In order to make the rate of panning span the desired range from 1/16 Hz to 16 Hz, we used the triangle function as the exponent of the base 2, using the pow~ object. As the triangle function (the exponent) varies from 0 to 4 to -4 to 0, the result will vary from 1 to 16 to 1/16 to 1. When the rate is less than about 1 Hz, the duration of each panning cycle is greater than 1 second, and we can follow the panning as simulated movement; when the rate is greater than 1 Hz, the complete left-right cycle of panning takes places in less than a second, up to as little as 1/16 of a second (62.5 ms), so we perceive it more as a sort of "location tremolo" sound effect.

So in this example program the triangle wave function was used in nine different ways:
1) as the carrier waveform
2) as a window (amplitude envelope) to make individual "note" events
3) to modulate the rate and duration of the notes
4) to create 10-second volume swells
5) to vary the central pitch of the oscillator
6) to make pitch glissandi around that central pitch
7) to vary the depth of those glissandi
8) to vary the rate of those glissandi
9) to vary the panning of the sound

Thursday, September 17, 2009

Second steps in modulating the modulator

Here are two programs that show further development of the programs described in first steps in modulating the modulators. There we saw how to use an LFO to modulate the pitch of a carrier, and how to use another LFO at an even slower rate to modulate the amplitude of the modulator.

In this first example we modulate both the rate and the depth (the frequency and the amplitude) of the LFO that is modulating the pitch of the carrier oscillator.


Once again we use all triangle functions, and we use a central pitch of 60 (middle C). The depth of pitch modulation -- plus or minus a certain number of semitones -- changes continuously, determined by the instantaneous value of a very-low-frequency oscillator with a peak amplitude of 12. Therefore, the depth will be as great as + or - 12 semitones, or as little as 0. The rate of the modulation varies from 1 Hz to 15 Hz, controlled by very-low-frequency oscillator that has a peak amplitude of 7 and an offset of 8 (so it varies up to + or - 7 Hz around its central rate of 8 Hz). Because these two control functions have different periodicities, the effect is continually changing, repeating exactly every 60 seconds.

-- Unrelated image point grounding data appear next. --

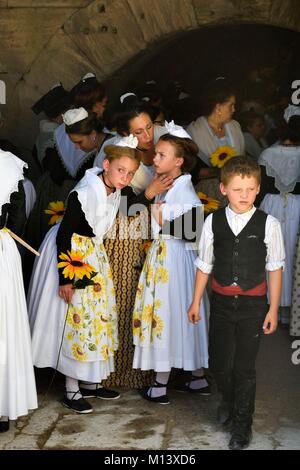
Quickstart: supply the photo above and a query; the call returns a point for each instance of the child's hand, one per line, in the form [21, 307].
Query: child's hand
[270, 323]
[193, 313]
[66, 292]
[156, 210]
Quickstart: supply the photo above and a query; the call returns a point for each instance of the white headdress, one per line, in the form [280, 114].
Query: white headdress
[129, 141]
[290, 111]
[178, 131]
[74, 115]
[123, 97]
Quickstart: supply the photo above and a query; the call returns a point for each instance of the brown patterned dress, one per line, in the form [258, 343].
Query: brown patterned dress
[126, 259]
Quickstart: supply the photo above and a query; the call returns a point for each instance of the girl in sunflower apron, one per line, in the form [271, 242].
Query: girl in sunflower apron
[72, 310]
[163, 336]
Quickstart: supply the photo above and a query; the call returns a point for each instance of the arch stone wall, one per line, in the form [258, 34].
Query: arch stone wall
[43, 42]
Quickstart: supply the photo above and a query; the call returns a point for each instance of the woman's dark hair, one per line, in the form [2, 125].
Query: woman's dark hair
[248, 118]
[131, 108]
[155, 112]
[185, 148]
[87, 94]
[86, 126]
[217, 92]
[291, 131]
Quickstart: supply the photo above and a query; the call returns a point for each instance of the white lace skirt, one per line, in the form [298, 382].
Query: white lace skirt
[286, 208]
[17, 382]
[163, 336]
[47, 315]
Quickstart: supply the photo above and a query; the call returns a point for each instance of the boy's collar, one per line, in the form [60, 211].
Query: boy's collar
[249, 212]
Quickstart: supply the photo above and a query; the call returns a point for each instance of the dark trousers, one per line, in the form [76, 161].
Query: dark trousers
[234, 336]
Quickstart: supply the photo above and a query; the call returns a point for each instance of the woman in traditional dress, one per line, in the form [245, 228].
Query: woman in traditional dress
[17, 383]
[163, 336]
[295, 311]
[126, 249]
[64, 163]
[216, 133]
[281, 186]
[74, 327]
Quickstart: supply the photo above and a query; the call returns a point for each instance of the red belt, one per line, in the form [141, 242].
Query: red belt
[261, 289]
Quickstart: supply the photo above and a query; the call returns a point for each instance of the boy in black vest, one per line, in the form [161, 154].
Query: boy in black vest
[238, 245]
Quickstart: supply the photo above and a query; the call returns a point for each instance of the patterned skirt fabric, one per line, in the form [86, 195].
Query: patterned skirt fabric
[126, 259]
[163, 336]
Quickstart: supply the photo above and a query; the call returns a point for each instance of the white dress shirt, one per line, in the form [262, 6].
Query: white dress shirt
[273, 240]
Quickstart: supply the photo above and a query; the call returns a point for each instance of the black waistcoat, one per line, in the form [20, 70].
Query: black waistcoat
[239, 259]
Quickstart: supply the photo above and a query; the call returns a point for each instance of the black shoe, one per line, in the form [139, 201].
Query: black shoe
[162, 400]
[101, 392]
[223, 412]
[80, 406]
[205, 391]
[4, 426]
[240, 441]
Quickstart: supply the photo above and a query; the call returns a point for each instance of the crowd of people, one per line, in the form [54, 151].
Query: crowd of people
[173, 246]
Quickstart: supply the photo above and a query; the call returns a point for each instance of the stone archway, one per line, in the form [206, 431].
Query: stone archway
[46, 41]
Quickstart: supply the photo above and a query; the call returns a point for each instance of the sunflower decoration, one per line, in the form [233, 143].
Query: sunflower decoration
[144, 247]
[222, 155]
[209, 203]
[74, 266]
[56, 209]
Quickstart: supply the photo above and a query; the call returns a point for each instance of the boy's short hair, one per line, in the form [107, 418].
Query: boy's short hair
[240, 165]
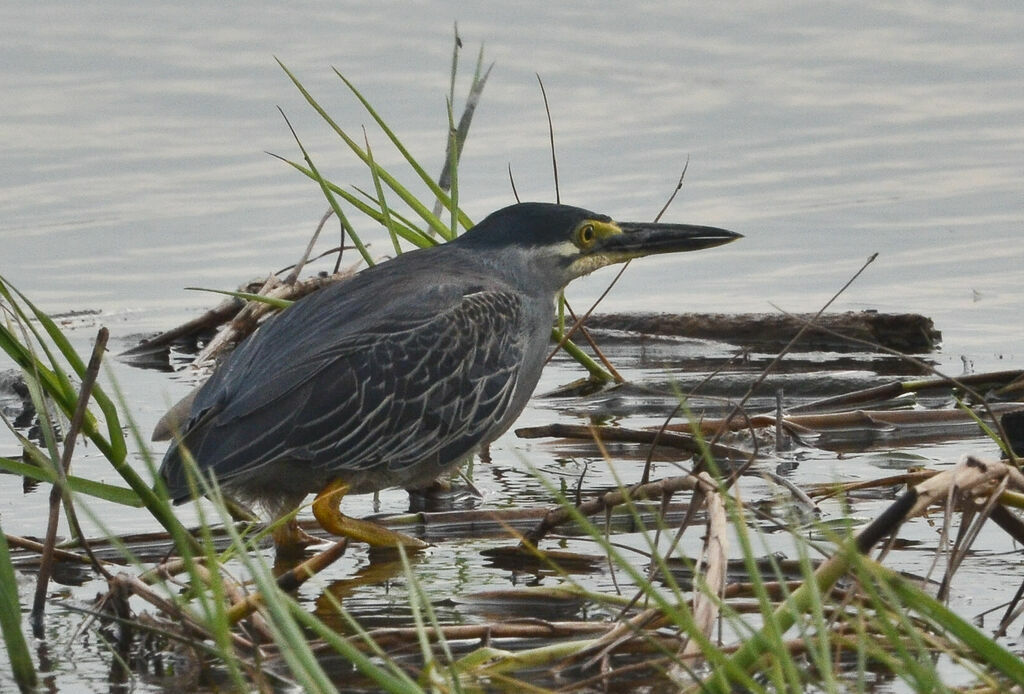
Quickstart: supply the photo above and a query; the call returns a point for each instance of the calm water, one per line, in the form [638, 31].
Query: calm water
[133, 143]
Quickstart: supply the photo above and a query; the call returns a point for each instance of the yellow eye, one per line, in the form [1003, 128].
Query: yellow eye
[586, 234]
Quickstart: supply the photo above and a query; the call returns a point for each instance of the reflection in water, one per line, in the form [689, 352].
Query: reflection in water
[133, 139]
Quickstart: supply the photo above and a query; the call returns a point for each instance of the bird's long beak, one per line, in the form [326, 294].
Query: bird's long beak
[644, 239]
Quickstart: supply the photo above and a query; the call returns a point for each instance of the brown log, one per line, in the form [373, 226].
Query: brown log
[907, 333]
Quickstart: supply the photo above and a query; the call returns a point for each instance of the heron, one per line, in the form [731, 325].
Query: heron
[397, 375]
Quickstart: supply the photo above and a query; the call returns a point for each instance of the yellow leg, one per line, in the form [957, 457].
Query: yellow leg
[328, 513]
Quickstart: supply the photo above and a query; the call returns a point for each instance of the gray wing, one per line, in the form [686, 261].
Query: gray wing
[379, 401]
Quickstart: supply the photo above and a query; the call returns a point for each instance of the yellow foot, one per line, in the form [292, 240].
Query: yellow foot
[328, 513]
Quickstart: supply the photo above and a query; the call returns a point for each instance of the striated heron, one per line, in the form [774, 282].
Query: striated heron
[399, 374]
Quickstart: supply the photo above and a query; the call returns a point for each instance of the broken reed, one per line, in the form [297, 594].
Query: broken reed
[248, 629]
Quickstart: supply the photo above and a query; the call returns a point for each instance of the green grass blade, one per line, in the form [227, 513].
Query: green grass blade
[435, 189]
[989, 652]
[248, 296]
[408, 198]
[10, 622]
[81, 485]
[409, 232]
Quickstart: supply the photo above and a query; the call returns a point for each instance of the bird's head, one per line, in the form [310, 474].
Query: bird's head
[564, 243]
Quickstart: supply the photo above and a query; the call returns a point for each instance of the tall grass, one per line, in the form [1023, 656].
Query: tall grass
[843, 617]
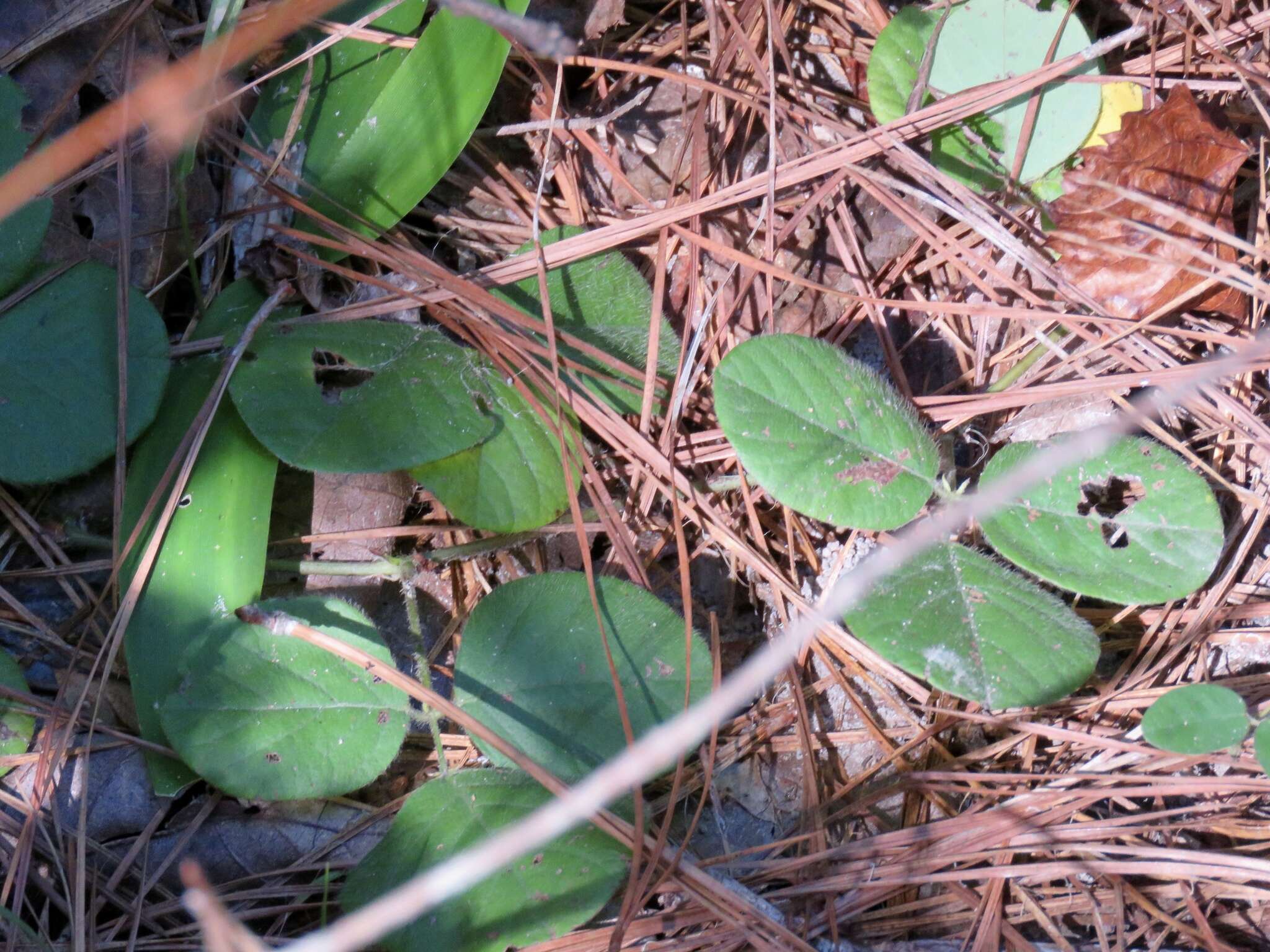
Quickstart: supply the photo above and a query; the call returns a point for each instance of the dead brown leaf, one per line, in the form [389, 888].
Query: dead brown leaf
[1173, 154]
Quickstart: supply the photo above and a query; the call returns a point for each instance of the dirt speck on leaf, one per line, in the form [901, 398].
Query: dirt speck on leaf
[881, 471]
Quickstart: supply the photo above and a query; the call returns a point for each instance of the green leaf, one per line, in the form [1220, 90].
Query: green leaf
[383, 125]
[512, 482]
[535, 897]
[533, 668]
[213, 558]
[1261, 746]
[59, 376]
[986, 41]
[1197, 719]
[16, 726]
[368, 397]
[977, 630]
[603, 301]
[824, 433]
[22, 232]
[272, 718]
[1133, 526]
[895, 59]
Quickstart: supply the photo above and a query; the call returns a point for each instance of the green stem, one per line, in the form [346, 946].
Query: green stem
[315, 566]
[1010, 377]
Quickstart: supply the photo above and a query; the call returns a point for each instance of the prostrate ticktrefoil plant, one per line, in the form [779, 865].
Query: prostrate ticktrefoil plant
[830, 438]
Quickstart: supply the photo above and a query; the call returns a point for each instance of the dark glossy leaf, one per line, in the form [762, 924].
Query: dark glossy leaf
[977, 630]
[1197, 719]
[367, 397]
[1133, 526]
[59, 376]
[23, 232]
[824, 433]
[213, 558]
[513, 480]
[272, 718]
[533, 668]
[384, 123]
[533, 899]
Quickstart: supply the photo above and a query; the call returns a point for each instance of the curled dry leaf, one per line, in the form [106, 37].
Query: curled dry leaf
[1173, 154]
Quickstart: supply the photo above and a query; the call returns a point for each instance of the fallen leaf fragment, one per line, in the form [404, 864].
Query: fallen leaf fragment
[1173, 154]
[1118, 99]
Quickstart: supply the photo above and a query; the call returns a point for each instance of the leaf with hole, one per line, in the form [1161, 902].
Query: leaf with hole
[602, 301]
[1197, 719]
[213, 557]
[533, 668]
[24, 229]
[513, 480]
[383, 123]
[531, 899]
[16, 726]
[272, 718]
[824, 433]
[368, 397]
[59, 375]
[986, 41]
[977, 630]
[1134, 526]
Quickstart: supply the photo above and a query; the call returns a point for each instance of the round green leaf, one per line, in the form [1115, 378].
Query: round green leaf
[368, 397]
[824, 433]
[271, 718]
[1197, 719]
[986, 41]
[381, 125]
[895, 59]
[977, 630]
[1261, 746]
[23, 230]
[533, 668]
[512, 482]
[535, 897]
[213, 555]
[1133, 526]
[16, 726]
[603, 301]
[59, 376]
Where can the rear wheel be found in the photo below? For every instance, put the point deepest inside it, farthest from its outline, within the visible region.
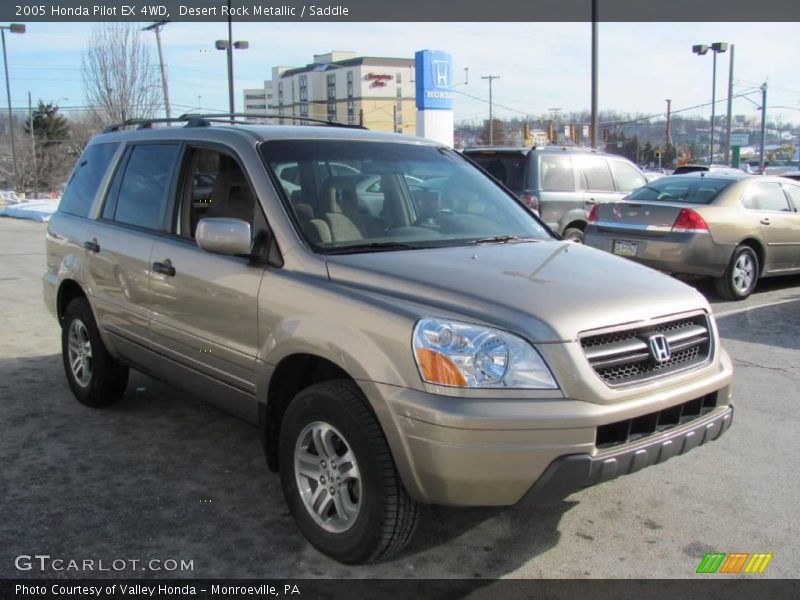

In the next example we add one more modulator to continually change the central pitch, varying it up to + and - 30 semitones around a center of 66.


The central pitch will slowly, over the course of 50 seconds, rise from 66 to 96, fall to 36, then rise again to 66. The actual moment-to-moment pitch will oscillate up to 12 semitones around that, so the true pitch at any given instant could be as low as 24 or as high as 108, roughly the range of a piano. Since all three of these control functions have different periodicities -- 20, 30, and 50 seconds -- the entire cycle only repeats exactly every 5 minutes.

It's worth noting that as we combine different long cyclic phenomena with different periodicities -- in this case 20, 30, and 50 seconds -- the result of their combination varies continuously over a longer period that's equal to the product of the prime factors of the periods -- in this case 2 times 2 times 3 times 5 times 5 = 300 seconds. The effect is one of something that remains the same -- after all, it's the same three cycles repeating precisely over and over -- yet always seems slightly different because the juxtaposition and relationship of the cycles is always changing. This phenomenon is an essential component of much "minimal" or "phase" music.